The Main Research Program at DAFNE, dedicated to the extremely precise study of the different decays of Phi and K mesons, has been carried out by the KLOE and KLOE-2 experiments. KLOE has been taking data on the DAFNE IR1 between 2001 and 2005. KLOE-2 is an upgrade of the KLOE detector taking data since 2014 until end of March 2018, on the IR1 Interaction Region, which was rebuilt to apply the “Crab-waist” scheme.
The FINUDA experiment, installed on the IR2 Interaction Region in 2003 was dedicated to studies on the spectroscopy and decay modes of hypernuclei, e.g. special nuclei, where a nucleon is replaced by a baryon made up of “strange” quarks (Lambda, Sigma, Csi). In DAFNE, Lambda hypernuclei were produced by stopping K mesons of known energy inside nuclear targets.

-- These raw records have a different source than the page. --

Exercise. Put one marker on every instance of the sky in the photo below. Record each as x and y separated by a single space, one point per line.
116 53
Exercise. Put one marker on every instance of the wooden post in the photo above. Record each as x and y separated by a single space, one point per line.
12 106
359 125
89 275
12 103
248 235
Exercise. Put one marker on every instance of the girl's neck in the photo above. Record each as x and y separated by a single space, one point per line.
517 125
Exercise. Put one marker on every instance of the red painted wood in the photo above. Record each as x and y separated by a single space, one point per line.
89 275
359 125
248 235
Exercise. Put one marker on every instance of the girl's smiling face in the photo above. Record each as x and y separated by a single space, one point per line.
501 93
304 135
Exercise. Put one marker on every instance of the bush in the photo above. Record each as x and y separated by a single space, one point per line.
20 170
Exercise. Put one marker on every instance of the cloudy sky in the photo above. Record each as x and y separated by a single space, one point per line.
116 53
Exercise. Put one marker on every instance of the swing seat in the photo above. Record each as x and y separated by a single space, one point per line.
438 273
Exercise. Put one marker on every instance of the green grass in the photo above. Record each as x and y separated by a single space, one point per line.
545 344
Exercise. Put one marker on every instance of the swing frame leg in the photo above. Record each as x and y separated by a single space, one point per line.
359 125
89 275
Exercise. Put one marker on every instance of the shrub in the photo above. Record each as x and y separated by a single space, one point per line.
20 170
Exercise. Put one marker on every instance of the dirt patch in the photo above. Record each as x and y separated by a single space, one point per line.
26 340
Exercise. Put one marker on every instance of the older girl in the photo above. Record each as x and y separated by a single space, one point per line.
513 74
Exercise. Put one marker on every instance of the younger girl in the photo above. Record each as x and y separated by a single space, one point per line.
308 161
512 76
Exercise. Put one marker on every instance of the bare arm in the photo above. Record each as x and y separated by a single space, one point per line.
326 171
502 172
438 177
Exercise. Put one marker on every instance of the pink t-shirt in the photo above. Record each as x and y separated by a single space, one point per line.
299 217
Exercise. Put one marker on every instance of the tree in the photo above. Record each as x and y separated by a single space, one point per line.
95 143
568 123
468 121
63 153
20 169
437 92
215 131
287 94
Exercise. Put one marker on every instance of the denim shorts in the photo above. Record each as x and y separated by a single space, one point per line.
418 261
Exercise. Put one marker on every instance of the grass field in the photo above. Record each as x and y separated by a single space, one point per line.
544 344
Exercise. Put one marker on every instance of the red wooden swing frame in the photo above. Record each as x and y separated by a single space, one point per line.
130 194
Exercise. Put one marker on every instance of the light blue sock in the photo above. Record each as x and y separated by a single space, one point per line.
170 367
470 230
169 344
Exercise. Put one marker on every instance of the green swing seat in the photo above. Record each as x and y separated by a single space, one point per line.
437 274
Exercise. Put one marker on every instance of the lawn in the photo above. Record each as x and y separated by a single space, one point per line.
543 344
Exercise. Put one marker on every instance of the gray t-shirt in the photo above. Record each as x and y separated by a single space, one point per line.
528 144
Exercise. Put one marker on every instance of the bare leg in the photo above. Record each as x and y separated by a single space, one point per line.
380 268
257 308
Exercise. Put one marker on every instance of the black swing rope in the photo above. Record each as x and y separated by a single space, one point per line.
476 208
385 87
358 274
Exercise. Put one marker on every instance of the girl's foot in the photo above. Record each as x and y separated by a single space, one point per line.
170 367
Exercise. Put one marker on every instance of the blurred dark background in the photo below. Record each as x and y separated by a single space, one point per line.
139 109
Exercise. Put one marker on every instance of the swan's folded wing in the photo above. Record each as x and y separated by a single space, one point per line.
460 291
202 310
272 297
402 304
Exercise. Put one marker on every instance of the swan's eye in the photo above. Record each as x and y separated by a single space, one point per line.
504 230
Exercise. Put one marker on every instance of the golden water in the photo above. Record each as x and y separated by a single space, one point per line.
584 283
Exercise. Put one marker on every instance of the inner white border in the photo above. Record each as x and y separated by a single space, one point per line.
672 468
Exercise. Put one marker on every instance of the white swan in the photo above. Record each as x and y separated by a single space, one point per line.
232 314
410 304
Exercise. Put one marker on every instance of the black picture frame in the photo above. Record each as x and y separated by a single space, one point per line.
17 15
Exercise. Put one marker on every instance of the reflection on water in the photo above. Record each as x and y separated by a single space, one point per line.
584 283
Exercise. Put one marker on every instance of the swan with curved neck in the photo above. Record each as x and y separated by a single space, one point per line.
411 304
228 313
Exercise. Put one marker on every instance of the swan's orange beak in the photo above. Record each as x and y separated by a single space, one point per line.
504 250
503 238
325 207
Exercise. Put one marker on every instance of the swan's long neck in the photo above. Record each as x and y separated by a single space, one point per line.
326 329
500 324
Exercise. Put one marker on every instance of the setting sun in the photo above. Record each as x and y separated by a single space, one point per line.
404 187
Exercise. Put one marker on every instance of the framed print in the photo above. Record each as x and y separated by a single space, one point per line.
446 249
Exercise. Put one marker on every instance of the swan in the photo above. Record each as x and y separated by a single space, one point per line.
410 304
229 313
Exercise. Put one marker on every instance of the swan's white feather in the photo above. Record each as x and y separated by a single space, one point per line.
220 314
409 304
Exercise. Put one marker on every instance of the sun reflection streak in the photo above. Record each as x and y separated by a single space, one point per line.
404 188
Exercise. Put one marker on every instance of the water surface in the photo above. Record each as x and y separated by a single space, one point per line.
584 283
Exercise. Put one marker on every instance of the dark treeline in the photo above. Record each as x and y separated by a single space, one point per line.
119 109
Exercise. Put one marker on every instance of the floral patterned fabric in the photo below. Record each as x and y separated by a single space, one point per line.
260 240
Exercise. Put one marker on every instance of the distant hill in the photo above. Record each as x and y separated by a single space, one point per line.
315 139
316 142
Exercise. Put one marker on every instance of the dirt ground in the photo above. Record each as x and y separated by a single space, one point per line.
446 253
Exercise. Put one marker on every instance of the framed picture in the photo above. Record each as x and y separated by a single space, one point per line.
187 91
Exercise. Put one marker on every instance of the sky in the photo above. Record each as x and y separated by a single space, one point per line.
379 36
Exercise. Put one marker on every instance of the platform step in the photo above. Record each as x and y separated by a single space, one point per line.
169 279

The SIDDHARTA (Silicon Drift Detector for Hadronic Atom Research by Timing Application) experiment, successor of DEAR (DAΦNE Exotic Atom Research), has performed precision measurements of the kaonic hydrogen and other kaonic atoms X-ray transitions using the unique DAFNE “beam” of negative kaons. SIDDHARTA has taken data in 2009 on IR1 with the first application of the “Crab-waist” scheme Interaction Region. SIDDHARTA-2, an upgrade of the SIDDHARTA detector will installed on IR1 in 2018 and will start with the first measurement of kaonic deuterium.
Due to the very large stored current, DAFNE is also an interesting high flux source of synchrotron radiation in the UV and soft X-ray wavelength region. DAFNE Light (link) are the synchrotron radiation beamlines from the bending magnets and wigglers of the DAFNE electron ring, which are in operation at the same time as colliding beams.